The controversy over the oil flow estimates is part of a broader question about whether political appointees at the top of the Obama administration have manipulated and publicized incorrect or incomplete scientific information in an attempt to tamp down anxiety and anger over the world's worst oil accident.
The failure to assess the damage from BP's spill also is seen as hampering the government's continued efforts to clean up the Gulf.
"This lawsuit will produce Exhibit A for the case that science is still being manipulated under the current administration," Jeff Ruch, the executive director of the environmental organization, said in a statement.
"Our concern is that the administration took, and is still taking, steps to falsely minimize public perception about the extent and severity of the BP spill, a concern that the administration could start to dispel by releasing these documents," Ruch said.
Ruch said that some of the missing information was thought to show that the USGS knew in May, when it released an estimate of 12,000 to 19,000 barrels a day, that there was a completed estimate that was much higher.
In August, after the well had been capped, the government produced a new estimate as much as five times higher, based on better information from pressure readings and other analysis.

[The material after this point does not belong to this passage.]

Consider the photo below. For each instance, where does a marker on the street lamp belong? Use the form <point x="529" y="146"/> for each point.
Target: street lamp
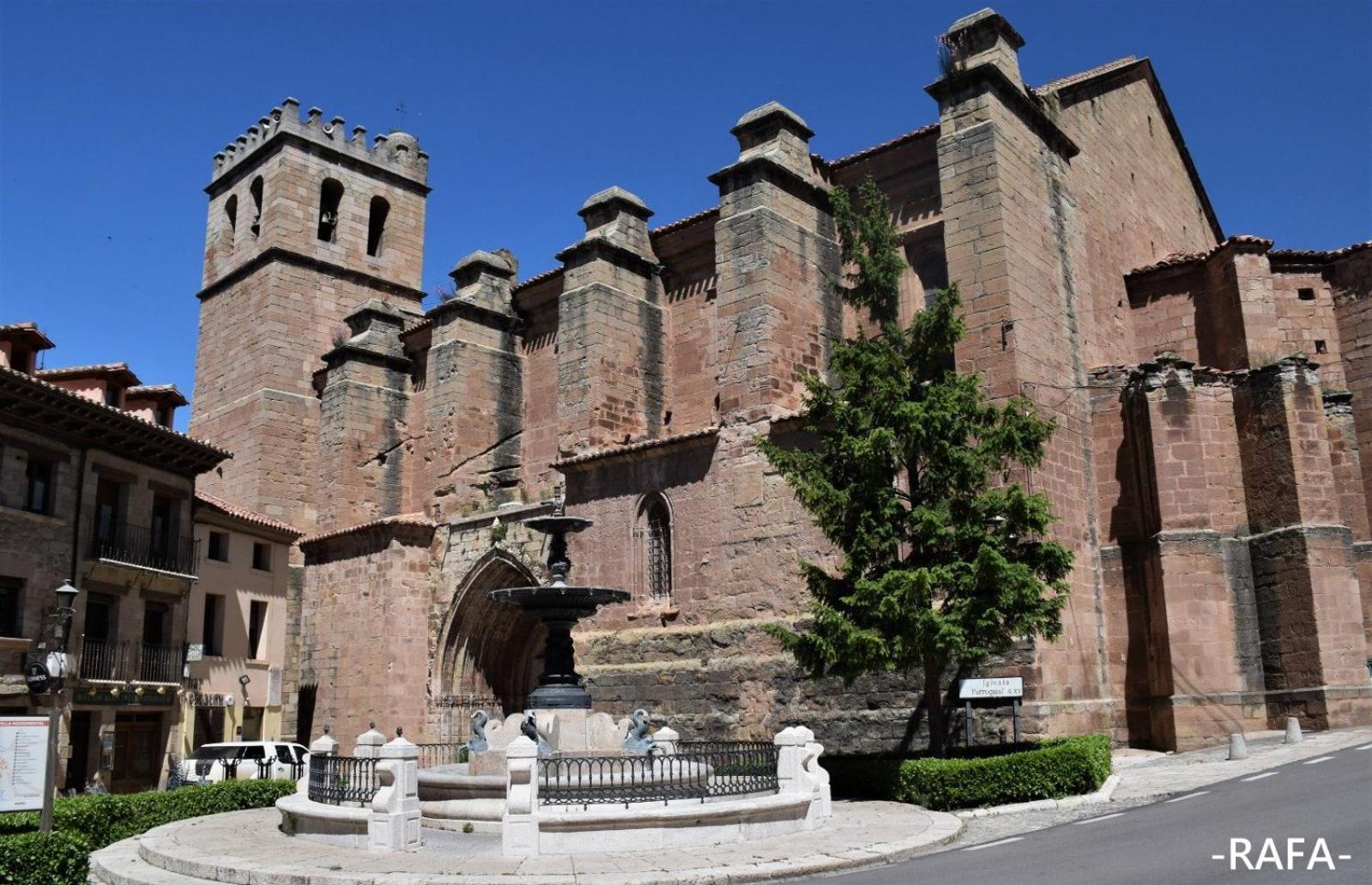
<point x="61" y="619"/>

It said that the oil flowed at a rate of 62,000 barrels of oil per day at first and later slowed to 53,000 barrels a day, with a margin of error of plus or minus 10 percent. Based on that finding, the official estimate is that 4.1 million barrels of oil poured into the Gulf from April to July.
Questions also have been raised about the National Oceanic and Atmospheric Administration's report in August that said that 74 percent of the oil had been captured, dispersed, skimmed or burned, or had evaporated or dissolved. NOAA hasn't released scientific findings to back up that assessment.

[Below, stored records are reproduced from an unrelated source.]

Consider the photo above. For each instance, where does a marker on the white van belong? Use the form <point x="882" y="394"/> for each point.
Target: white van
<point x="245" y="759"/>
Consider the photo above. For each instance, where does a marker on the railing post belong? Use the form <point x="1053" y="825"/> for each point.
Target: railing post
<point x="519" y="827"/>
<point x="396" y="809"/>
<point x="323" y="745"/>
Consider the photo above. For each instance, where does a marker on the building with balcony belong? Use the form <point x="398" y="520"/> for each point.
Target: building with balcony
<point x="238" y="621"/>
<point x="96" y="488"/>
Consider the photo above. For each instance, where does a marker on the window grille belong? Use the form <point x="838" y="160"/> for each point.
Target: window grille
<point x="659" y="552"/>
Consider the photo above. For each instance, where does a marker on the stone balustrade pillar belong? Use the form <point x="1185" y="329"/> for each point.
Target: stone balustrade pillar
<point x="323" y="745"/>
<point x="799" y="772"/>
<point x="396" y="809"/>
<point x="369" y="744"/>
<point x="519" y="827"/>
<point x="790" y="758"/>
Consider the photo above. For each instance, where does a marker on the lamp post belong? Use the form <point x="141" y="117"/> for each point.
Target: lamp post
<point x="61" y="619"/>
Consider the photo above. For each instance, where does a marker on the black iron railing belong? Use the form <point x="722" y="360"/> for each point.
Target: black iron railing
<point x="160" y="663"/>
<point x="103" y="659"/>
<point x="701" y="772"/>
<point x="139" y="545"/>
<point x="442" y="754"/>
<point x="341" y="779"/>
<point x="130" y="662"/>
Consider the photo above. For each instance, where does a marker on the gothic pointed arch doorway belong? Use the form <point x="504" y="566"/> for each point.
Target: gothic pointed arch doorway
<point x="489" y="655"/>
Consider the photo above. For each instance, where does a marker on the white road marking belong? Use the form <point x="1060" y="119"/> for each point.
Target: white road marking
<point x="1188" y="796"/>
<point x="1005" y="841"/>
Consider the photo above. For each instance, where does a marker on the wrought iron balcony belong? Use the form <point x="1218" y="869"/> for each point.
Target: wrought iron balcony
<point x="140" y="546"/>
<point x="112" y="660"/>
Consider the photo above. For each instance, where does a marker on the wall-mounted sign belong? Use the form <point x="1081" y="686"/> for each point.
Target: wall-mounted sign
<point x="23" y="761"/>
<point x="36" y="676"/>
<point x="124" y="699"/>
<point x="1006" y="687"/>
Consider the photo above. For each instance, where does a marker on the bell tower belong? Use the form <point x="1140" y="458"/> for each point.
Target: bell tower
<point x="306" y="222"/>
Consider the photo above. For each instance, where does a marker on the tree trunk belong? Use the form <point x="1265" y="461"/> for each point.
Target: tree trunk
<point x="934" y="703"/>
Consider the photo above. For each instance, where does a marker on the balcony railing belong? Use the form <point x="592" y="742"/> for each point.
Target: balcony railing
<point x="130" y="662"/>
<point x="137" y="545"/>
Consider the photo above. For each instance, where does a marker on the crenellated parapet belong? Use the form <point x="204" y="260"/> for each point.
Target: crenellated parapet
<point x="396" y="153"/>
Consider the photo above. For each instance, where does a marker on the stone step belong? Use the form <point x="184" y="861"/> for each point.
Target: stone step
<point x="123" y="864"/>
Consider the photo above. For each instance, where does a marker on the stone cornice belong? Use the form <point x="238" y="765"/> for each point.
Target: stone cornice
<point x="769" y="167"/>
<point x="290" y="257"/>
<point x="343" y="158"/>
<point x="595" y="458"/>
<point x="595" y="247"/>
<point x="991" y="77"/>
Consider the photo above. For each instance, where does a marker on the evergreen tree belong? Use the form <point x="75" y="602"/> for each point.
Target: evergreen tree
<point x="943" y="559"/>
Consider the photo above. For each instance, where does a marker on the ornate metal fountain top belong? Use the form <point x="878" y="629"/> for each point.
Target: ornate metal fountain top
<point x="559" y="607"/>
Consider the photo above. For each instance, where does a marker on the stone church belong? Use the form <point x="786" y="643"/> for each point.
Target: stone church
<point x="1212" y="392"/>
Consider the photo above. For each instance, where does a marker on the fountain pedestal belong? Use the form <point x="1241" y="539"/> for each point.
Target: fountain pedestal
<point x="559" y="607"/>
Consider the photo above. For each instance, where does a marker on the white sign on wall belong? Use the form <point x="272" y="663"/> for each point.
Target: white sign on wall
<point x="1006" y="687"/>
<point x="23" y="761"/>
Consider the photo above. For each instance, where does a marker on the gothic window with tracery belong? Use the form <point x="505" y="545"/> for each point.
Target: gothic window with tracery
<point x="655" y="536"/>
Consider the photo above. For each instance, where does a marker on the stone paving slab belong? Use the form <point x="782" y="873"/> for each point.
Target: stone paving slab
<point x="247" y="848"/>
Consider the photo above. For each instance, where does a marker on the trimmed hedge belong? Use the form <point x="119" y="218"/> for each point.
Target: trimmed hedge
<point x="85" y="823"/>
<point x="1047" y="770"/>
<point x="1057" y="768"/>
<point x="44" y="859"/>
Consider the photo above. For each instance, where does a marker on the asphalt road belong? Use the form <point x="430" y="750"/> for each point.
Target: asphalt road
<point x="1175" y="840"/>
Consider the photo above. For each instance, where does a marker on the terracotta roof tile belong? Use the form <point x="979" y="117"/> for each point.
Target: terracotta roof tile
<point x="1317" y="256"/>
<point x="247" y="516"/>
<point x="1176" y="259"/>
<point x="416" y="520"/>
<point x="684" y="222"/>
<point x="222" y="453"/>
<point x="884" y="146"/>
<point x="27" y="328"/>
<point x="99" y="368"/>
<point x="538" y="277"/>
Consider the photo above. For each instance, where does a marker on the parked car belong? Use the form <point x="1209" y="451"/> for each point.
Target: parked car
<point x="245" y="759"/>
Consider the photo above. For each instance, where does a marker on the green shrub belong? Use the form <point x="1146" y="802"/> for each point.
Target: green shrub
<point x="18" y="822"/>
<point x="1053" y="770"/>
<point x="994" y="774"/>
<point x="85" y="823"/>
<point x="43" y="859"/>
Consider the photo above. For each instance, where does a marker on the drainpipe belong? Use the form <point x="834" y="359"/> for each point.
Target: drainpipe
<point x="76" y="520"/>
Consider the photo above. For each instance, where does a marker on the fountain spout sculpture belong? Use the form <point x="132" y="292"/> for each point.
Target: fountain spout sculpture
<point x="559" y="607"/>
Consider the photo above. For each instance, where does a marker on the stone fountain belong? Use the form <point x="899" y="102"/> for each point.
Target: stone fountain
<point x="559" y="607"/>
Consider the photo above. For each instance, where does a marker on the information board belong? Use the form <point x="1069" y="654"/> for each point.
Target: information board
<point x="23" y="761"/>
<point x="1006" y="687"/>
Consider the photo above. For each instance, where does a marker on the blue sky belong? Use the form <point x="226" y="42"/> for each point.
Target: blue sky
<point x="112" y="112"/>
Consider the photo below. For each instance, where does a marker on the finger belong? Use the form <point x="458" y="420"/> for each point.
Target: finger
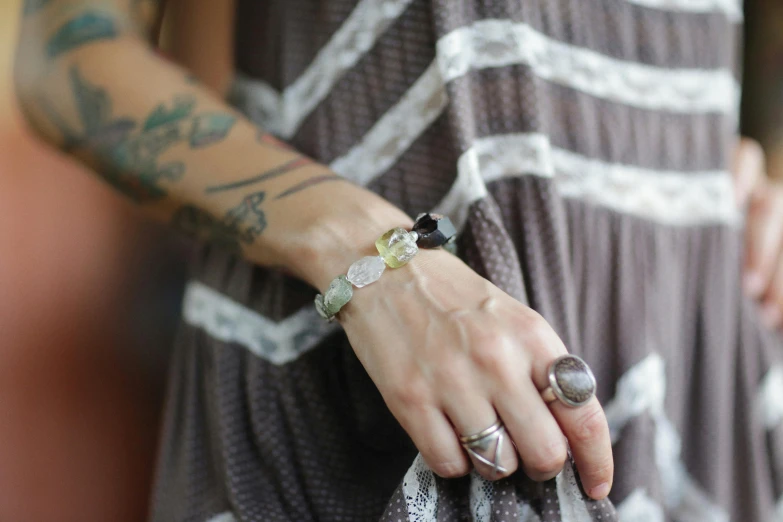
<point x="748" y="169"/>
<point x="435" y="439"/>
<point x="772" y="303"/>
<point x="588" y="435"/>
<point x="536" y="434"/>
<point x="587" y="432"/>
<point x="470" y="414"/>
<point x="763" y="238"/>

Public Employees for Environmental Responsibility's lawsuit doesn't target NOAA, however. The nonprofit environmental protection group acts on behalf of concerned government insiders.

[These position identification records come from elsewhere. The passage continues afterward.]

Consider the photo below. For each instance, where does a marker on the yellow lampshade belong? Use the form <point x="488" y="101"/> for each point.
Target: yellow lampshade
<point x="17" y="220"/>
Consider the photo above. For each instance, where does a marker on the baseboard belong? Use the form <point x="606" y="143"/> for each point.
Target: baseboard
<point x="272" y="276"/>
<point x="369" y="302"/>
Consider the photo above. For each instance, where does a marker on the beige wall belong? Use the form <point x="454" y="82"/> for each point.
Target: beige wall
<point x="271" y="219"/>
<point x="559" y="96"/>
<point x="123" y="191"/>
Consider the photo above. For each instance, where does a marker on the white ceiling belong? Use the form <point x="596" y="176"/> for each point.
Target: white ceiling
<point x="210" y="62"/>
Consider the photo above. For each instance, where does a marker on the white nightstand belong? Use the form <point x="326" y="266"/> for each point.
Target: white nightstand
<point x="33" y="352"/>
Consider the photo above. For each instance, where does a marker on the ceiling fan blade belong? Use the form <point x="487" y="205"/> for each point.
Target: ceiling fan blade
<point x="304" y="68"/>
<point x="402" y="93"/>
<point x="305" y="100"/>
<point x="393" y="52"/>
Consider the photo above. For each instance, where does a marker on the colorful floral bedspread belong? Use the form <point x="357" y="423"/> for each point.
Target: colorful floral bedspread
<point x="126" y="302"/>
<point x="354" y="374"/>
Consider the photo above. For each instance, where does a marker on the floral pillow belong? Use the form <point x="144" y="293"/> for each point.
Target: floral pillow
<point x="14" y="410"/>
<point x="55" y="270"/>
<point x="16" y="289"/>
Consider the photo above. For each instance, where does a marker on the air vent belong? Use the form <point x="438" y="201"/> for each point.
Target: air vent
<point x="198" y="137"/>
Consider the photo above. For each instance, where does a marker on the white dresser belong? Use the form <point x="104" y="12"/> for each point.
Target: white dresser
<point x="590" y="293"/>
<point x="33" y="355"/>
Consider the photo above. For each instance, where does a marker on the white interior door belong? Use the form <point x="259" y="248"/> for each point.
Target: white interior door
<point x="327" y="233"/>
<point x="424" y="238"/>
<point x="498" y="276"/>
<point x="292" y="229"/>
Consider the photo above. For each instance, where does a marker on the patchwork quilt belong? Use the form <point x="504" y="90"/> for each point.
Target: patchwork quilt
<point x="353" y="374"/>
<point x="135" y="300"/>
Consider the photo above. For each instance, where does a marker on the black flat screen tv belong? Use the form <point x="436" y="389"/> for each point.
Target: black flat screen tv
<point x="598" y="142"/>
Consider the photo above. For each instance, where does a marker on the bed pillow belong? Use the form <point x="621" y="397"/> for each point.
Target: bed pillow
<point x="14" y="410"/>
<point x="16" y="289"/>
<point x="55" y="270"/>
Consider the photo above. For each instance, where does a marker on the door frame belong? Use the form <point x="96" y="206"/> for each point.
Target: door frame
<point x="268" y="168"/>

The advocacy group sought the documents on estimates of the oil flow under the Freedom of Information Act. The USGS posted some of the requested materials on its website, but the group said in its lawsuit that it had sought hundreds more that the agency didn't release.
Those include communications between McNutt and her staff and members of the flow-rate technical team, including e-mails and minutes of conferences, and all reports by the team that contain estimates of the maximum oil leak rate.
The technical group was supposed to look at the worst-case scenario, and it isn't known whether it gave a higher estimate to the government's oil-spill response center, Ruch said.
USGS spokeswoman Anne-Betty Wade referred questions to the Department of Interior, whose spokeswoman, Kendra Barkoff, said she couldn't comment on pending litigation.
Public Employees for Environmental Responsibility claims that McNutt originally didn't reveal that the May figures were a minimum estimate. The agency updated the news release in June.
Early on, after the explosion and sinking of the Deepwater Horizon rig in April, officials put the flow at 1,000 barrels a day. They raised that to 5,000 barrels based on overhead visual estimates and stuck to that figure for weeks, even after it became apparent that much of the oil was remaining below the surface and out of sight.
The oil spill data isn't the only issue that's worrying the group.
In March 2009, not long after he was sworn in, Obama issued an executive memorandum that said his administration would adopt policies to protect scientific integrity. He directed the White House Office of Science and Technology Policy to develop those policies by July 9, 2009.
The policies still haven't been issued.
"We pointed out the reason the Bush administration could manipulate science was because there were no rules against it, and there still aren't," Ruch said.